Caution

Buildbot no longer supports Python 2.7 on the Buildbot master.

Caution

This page documents the latest, unreleased version of Buildbot. For documentation for released versions, see http://docs.buildbot.net/current/.

2.1. Introduction

Buildbot is a framework to automate the compile and test cycle that is used to validate code changes in most software projects.

Features:

  • run builds on a variety of worker platforms

  • arbitrary build process: handles projects using C, Python, whatever

  • minimal host requirements: Python and Twisted

  • workers can be behind a firewall if they can still do checkout

  • status delivery through web page, email, IRC, other protocols

  • flexible configuration by subclassing generic build process classes

  • debug tools to force a new build, submit fake Changes, query worker status

  • released under the GPL

2.1.1. System Architecture

Buildbot consists of a single buildmaster and one or more workers that connect to the master. The buildmaster makes all decisions about what, when, and how to build. The workers only connect to master and execute whatever commands they are instructed to execute.

The usual flow of information is as follows:

  • the buildmaster fetches new code changes from version control systems

  • the buildmaster decides what builds (if any) to start

  • the builds are performed by executing commands on the workers (e.g. git clone, make, make check).

  • the workers send back the results of the commands back to the buildmaster

  • buildmaster interprets the results of the commands and marks the builds as successful or failing

  • buildmaster sends success or failure reports to external services to e.g. inform the developers.

Overview Diagram

2.1.1.1. Worker Connections

The workers connect to the buildmaster over a TCP connection to a publicly-visible port. This allows workers to live behind a NAT or similar firewalls as long as they can get to buildmaster. After the connection is established, the connection is bidirectional: commands flow from the buildmaster to the worker and results flow from the worker to the buildmaster.

The buildmaster does not provide the workers with the source code itself, only with commands necessary to perform the source code checkout. As a result, the workers need to be able to reach the source code repositories that they are supposed to build.

Worker Connections

2.1.1.2. Buildmaster Architecture

The following is rough overview of the data flow within the buildmaster.

Buildmaster Architecture

The following provides a short overview of the core components of Buildbot master. For a more detailed description see the Concepts page.

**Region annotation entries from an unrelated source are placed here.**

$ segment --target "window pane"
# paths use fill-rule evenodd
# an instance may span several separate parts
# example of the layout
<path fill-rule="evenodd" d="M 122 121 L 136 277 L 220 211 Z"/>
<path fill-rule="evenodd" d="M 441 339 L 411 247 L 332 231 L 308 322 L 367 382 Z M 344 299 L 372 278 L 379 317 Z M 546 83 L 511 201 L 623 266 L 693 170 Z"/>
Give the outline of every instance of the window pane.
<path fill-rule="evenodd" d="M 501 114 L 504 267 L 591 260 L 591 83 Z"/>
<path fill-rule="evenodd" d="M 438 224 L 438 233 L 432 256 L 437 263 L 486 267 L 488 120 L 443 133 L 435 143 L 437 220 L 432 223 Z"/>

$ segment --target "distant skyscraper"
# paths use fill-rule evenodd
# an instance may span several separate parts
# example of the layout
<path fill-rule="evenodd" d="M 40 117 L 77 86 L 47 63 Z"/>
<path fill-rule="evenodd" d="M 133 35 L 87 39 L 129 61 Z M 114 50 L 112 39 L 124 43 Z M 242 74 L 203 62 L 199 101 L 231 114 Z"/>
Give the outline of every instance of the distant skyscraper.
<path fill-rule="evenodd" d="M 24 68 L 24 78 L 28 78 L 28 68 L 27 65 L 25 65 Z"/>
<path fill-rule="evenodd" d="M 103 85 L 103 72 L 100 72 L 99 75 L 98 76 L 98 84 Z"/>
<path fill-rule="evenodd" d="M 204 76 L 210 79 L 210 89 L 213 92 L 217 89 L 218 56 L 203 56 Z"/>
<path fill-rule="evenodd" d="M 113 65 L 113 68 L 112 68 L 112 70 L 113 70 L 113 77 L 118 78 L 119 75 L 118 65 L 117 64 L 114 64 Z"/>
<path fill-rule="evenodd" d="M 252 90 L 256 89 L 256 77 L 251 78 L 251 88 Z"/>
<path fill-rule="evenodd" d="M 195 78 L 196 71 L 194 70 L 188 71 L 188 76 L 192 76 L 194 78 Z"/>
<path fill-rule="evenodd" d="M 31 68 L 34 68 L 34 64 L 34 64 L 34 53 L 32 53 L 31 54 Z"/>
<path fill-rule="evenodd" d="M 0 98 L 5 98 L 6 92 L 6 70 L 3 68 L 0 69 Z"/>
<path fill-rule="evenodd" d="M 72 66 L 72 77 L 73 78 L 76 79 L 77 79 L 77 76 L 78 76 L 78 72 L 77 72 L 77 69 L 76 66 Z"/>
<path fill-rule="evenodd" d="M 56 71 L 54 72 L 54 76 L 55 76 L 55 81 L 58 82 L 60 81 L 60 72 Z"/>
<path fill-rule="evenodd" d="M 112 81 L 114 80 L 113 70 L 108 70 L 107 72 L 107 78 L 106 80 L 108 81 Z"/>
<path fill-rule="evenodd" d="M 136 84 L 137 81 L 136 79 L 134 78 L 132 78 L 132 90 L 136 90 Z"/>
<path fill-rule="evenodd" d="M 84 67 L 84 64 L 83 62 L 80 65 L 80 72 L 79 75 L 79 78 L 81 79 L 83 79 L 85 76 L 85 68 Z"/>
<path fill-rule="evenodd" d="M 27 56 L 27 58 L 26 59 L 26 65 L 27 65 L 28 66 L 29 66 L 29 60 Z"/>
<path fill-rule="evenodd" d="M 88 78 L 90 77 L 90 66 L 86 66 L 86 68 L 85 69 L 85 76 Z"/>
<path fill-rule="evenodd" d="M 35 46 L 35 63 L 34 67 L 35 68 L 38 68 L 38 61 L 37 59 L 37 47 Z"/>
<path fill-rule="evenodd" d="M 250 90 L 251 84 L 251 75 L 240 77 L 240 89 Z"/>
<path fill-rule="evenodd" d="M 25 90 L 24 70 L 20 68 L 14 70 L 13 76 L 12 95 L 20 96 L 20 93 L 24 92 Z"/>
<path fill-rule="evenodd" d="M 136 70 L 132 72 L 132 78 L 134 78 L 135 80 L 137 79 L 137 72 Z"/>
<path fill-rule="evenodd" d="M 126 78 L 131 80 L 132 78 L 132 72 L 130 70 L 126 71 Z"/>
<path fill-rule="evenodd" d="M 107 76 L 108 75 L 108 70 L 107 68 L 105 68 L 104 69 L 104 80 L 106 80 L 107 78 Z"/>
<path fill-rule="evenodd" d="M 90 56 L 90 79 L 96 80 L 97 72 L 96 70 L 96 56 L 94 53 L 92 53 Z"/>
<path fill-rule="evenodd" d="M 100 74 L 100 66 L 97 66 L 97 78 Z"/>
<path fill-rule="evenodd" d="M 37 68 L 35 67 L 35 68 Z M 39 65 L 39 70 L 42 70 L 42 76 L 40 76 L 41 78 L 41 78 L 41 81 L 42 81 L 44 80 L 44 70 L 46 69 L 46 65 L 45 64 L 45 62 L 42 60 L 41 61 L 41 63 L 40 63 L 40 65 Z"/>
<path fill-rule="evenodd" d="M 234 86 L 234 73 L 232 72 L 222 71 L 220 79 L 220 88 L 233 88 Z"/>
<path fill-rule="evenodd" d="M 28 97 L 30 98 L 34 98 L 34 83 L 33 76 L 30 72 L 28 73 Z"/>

The core components of Buildbot master are as follows:

Builders

A builder is a user-configurable description of how to perform a build. It defines what steps a new build will have, what workers it may run on and a couple of other properties. A builder takes a build request which specifies the intention to create a build for specific versions of code and produces a build which is a concrete description of a build including a list of steps to perform, the worker this needs to be performed on and so on.

Schedulers:

A scheduler is a user-configurable component that decides when to start a build. The decision could be based on time, on new code being committed or on similar events.

Change Sources:

Change sources are user-configurable components that interact with external version control systems and retrieve new code. Internally new code is represented as Changes which roughly correspond to single commit or changeset. The design of Buildbot requires the workers to have their own copies of the source code, thus change sources is an optional component as long as there are no schedulers that create new builds based on new code commit events.

Reporters

Reporters are user-configurable components that send information about started or completed builds to external sources. Buildbot provides its own web application to observe this data, so reporters are optional. However they can be used to provide up to date build status on platforms such as GitHub or sending emails.